Lo malo de Alemania es que son demasiado buenos. Son demasiado buenos. Son demasiado grandes. Y están demasiado cerca. Por eso el problema de Europa no tiene solución. Nadie puede seguirles el paso. Ni Francia, ni Italia, ni Inglaterra ni mucho menos, huelga decirlo, los parientes pobres del sur. Absolutamente nadie. En el fondo, la creación del euro no fue más que un último intento a la desesperada del resto del continente para intentar igualarse a Alemania. Un imposible metafísico que ha acabado llevándonos a todos a la ruina. Porque solo los alemanes pueden ser alemanes. Por lo demás, que el problema resulte imposible de resolver no significa que encierre una gran complejidad. De hecho, su naturaleza se antoja bastante simple. A fin de cuentas, el derrumbe de las economías del sur de Europa a partir de 2008 nos remite a una causa última bien sencilla de explicar. Sucede que las exportaciones industriales alemanas poseen la elasticidad-precio más baja del mundo.
Traducción al castellano: resultan tan endemoniadamente buenos fabricando cualquier tipo de cachivache electrónico que la gente siempre está dispuesta a pagar más dinero por ellos que por cualquier producto competidor elaborado en otro sitio. Así las cosas, cuanta más relación tuviese un país con Alemania, más probable sería que su balanza por cuenta corriente presentase déficits cada vez más crónicos. Un incordio que durante los felices 60 y 70 se solía resolver por las bravas, esto es, devaluando la moneda local. El problema de la adicción a las devaluaciones radica en que no solo empobrecen al vecino, que es lo que se busca con ellas, sino que son eficacísimas máquinas de producir inflación. Igual de impotentes que de costumbre frente a Alemania pero hartos de la inflación, los demás europeos decidieron en un instante de delirio atar sus respectivas monedas al marco con paridades fijas. Se acabó la inflación, sí, pero a cambio de abrir la caja de Pandora.
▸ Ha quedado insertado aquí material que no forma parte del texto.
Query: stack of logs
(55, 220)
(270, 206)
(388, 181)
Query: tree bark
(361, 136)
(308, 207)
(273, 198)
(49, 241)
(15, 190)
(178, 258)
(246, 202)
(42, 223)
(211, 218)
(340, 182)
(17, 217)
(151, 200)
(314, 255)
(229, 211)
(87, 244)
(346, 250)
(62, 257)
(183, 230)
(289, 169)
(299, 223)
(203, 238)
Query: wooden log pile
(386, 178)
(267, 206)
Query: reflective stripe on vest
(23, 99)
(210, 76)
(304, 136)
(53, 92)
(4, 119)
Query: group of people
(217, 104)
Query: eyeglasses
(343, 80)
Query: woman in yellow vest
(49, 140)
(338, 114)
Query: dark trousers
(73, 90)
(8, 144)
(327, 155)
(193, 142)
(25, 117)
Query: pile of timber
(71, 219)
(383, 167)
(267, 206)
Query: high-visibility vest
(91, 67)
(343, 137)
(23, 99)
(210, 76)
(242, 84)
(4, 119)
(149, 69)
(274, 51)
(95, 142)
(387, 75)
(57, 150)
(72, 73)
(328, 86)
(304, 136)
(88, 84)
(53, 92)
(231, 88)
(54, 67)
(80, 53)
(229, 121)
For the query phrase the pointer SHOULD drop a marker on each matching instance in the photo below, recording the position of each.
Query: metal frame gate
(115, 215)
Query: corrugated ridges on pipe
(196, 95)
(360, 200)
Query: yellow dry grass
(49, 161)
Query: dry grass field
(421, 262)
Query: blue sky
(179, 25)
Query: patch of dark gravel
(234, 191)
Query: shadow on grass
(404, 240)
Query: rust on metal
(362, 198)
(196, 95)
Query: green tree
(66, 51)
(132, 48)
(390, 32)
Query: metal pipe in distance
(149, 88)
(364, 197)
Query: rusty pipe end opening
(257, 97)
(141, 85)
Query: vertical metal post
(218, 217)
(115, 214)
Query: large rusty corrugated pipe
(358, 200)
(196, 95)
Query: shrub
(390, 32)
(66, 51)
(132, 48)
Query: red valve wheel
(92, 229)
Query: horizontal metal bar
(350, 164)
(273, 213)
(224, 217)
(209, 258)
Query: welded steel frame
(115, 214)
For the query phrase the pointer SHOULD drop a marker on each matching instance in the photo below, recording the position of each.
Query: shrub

Y es que únicamente hay dos formas de mantener paridades fijas entre monedas. Dos y solo dos.
La primera pasa por guardar un montón de dólares o marcos en un saco a la espera de venderlos de golpe el día que nuestra moneda se desplome. Y quien pretendía la machada de mantener la paridad con el marco alemán, más pronto o más tarde veía desplomarse a su moneda. Ergo, más pronto o más tarde el saco se quedaba vacío. Momento estelar en el que irrumpía en escena la segunda opción, que no podía ser otra que la célebre austeridad. Se le baja el sueldo a todo el mundo, se mutila a hachazos el gasto del Estado y se espera a que escampe por la vía de aumentar las exportaciones a precios más competitivos. Sobre el papel el asunto funciona; en la realidad, en cambio, no. Y no funciona porque austeridad y democracia resulta que son incompatibles. Ningún gobierno italiano, por ejemplo, fue capaz de aguantar el pulso de la austeridad al a los votantes en año electoral. Jamás lo lograron. Era políticamente imposible. No quedó más remedio que desmantelar el sistema monetario europeo. Cualquier estadista sensato habría tirado la toalla. Los líderes europeos, sin embargo, prefirieron tirarse por un precipicio agarrados de la mano: crearon el euro. Más de lo mismo, pero con la garantía de que ya no habría marcha atrás posible para nadie. Estúpido, decía el gran Forrest Gump, es el que hace estupideces. Pues eso.